I’ll have a post tomorrow about the Republican opposition to S-CHIP, a federally-funded health insurance program. While writing the post, a question occurred to me:
Why is private health insurance not called corporate health insurance?
Private health insurance connotes an image of a small mom-and-pop business which insures a few hundred people. Of course, even the smallest health insurance corporations are much larger than what would be considered a small business. All health insurance corporations are huge (although some are gargantuan).
Those of us who favor healthcare reform will find our task much easier, I think, if we remind people that private insurance means insured by corporations. Not only are many people distrustful of corporations, but the use of the word private also implies that a ‘government’ plan would be more inefficient, even though that would not be the case.

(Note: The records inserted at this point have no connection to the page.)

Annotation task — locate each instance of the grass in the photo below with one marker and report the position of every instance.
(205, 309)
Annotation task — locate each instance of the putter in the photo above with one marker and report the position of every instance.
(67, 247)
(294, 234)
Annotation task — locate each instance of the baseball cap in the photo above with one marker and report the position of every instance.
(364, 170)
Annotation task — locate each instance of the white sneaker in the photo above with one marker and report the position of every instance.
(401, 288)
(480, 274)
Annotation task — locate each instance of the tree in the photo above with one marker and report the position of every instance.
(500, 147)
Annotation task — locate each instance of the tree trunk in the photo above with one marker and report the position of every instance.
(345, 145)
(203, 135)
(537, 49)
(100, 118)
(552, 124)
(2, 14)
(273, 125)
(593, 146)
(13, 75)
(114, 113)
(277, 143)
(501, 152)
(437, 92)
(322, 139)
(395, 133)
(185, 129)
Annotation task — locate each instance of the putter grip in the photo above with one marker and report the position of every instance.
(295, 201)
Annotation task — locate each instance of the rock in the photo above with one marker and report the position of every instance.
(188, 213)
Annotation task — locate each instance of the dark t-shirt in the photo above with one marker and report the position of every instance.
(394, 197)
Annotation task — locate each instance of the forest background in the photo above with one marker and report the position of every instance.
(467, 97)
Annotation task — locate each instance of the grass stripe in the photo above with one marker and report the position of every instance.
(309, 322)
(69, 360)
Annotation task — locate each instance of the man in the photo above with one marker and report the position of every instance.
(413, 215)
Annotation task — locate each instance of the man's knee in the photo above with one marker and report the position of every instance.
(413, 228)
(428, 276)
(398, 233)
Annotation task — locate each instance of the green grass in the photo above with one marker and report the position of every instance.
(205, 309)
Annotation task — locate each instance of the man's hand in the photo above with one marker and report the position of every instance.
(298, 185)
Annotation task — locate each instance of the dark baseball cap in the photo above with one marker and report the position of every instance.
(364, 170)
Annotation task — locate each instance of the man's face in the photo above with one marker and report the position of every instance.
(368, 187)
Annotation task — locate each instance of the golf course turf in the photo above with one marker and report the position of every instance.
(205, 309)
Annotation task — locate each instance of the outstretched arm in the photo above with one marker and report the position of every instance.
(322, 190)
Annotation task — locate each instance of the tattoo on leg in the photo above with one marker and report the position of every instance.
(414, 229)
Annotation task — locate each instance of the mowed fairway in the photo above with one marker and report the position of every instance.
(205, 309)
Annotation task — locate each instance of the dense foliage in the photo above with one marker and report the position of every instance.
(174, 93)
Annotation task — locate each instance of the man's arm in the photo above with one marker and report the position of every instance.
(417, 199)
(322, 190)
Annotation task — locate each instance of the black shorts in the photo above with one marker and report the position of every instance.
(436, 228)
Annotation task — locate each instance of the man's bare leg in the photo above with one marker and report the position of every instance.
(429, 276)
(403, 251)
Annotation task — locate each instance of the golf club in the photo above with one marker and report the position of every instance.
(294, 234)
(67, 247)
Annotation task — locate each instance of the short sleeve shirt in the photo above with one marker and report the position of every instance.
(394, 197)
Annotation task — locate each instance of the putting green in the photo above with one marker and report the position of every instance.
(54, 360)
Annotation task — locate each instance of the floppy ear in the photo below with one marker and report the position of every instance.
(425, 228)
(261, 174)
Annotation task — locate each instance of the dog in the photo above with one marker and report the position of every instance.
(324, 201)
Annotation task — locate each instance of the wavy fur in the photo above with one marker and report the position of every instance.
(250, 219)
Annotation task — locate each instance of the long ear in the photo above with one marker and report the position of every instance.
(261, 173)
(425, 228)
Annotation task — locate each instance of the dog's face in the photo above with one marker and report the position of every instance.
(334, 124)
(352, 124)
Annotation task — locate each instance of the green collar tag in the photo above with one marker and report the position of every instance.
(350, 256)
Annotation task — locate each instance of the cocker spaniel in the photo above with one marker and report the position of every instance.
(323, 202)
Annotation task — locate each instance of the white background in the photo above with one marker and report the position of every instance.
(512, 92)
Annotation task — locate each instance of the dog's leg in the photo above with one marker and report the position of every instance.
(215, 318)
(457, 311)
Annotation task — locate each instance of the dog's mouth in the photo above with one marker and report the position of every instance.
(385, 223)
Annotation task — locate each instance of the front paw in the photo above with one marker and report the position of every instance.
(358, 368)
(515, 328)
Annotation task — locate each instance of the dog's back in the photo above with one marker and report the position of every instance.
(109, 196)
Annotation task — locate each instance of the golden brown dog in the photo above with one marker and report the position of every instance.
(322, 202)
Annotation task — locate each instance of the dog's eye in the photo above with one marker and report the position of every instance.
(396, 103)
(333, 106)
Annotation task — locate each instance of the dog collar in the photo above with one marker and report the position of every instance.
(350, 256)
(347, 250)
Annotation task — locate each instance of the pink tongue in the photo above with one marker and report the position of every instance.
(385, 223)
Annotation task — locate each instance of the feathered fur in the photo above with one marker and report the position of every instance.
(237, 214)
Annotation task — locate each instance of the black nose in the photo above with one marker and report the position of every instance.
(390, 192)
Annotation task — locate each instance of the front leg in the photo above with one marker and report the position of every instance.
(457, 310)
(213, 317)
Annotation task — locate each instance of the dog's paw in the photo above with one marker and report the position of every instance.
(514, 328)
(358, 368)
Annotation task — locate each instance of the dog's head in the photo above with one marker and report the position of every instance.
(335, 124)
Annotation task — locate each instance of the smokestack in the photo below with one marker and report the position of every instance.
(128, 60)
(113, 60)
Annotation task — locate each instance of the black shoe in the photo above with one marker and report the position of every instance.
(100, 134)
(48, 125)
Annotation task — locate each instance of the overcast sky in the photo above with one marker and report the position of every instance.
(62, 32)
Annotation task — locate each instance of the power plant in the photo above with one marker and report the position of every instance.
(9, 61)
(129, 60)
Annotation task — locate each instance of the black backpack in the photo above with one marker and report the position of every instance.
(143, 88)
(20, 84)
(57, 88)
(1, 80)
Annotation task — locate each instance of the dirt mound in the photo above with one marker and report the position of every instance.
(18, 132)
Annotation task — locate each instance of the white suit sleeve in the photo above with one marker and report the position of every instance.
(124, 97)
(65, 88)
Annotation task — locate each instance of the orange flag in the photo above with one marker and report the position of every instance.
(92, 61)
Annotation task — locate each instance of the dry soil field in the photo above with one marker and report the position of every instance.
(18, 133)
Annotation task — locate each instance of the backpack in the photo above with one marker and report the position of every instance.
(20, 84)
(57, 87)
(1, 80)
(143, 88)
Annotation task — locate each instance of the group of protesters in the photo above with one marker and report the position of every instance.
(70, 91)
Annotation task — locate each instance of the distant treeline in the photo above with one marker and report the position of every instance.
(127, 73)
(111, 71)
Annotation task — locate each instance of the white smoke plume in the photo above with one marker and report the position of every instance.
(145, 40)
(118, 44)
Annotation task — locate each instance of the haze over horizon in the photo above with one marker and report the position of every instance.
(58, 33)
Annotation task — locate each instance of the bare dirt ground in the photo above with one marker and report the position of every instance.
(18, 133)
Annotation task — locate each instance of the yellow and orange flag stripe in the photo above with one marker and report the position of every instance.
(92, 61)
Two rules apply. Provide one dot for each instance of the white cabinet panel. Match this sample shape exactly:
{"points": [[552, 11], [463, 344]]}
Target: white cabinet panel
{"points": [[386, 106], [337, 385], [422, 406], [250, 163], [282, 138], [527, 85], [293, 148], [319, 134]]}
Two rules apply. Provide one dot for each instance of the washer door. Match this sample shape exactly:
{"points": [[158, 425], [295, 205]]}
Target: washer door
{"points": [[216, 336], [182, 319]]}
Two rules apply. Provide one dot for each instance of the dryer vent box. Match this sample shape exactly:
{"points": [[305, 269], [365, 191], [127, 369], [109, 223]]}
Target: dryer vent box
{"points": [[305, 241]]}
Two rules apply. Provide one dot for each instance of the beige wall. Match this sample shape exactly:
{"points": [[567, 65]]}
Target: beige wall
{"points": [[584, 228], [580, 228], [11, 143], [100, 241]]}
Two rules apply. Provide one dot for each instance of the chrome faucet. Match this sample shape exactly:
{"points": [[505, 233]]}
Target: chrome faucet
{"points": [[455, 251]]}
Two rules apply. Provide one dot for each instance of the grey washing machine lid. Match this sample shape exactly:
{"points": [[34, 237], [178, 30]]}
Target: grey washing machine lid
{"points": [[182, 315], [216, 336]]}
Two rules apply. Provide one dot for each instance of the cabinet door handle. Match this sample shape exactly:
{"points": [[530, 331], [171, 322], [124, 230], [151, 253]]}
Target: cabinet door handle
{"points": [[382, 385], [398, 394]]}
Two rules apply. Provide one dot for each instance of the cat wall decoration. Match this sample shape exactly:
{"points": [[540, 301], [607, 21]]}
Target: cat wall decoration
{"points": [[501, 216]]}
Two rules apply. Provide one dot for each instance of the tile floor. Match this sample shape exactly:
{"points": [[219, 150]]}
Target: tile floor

Liberals, progressives, and other members of the Coalition of the Sane need to start calling private insurance by its rightful name: corporate insurance.
Critical distinction, isn’t it? But I don’t think it will get called by its more accurate name for the same reason that the media calls the subject “universal healthcare” or “universal coverage” when it refers to mandatory purchase of health insurance policies.
Insurance policies have no relationship to the use and accessibility of health services, and I believe they are inversely correlated with health. The use of insurance policies adds no value to health or healthcare, and the insurance industry parasitically exists to drain dollars from the services, providers and users of health care to feed its investors and shareholders.
An improvement, yes. But should we not worry about our healthcare being dealt out by multinationals? Not that American corporations would necessarily care about being good citizens, but why would foreign investors and speculators be any different from their like their oil-business comrades? It’s all about maximizing ROI.
Here in Soviet Canuckistan, we have lots of private health providers. What we don’t have is private for-profit health providers. That makes a lot of difference.
(An empirical difference, actually, since Devereaux et al did a huge literature review metastudy and reported mortality differences between for-profit and non-profit healthcare, which appeared in the CMAJ. The link is online, but I’m admittedly too lazy right now to dig it up.)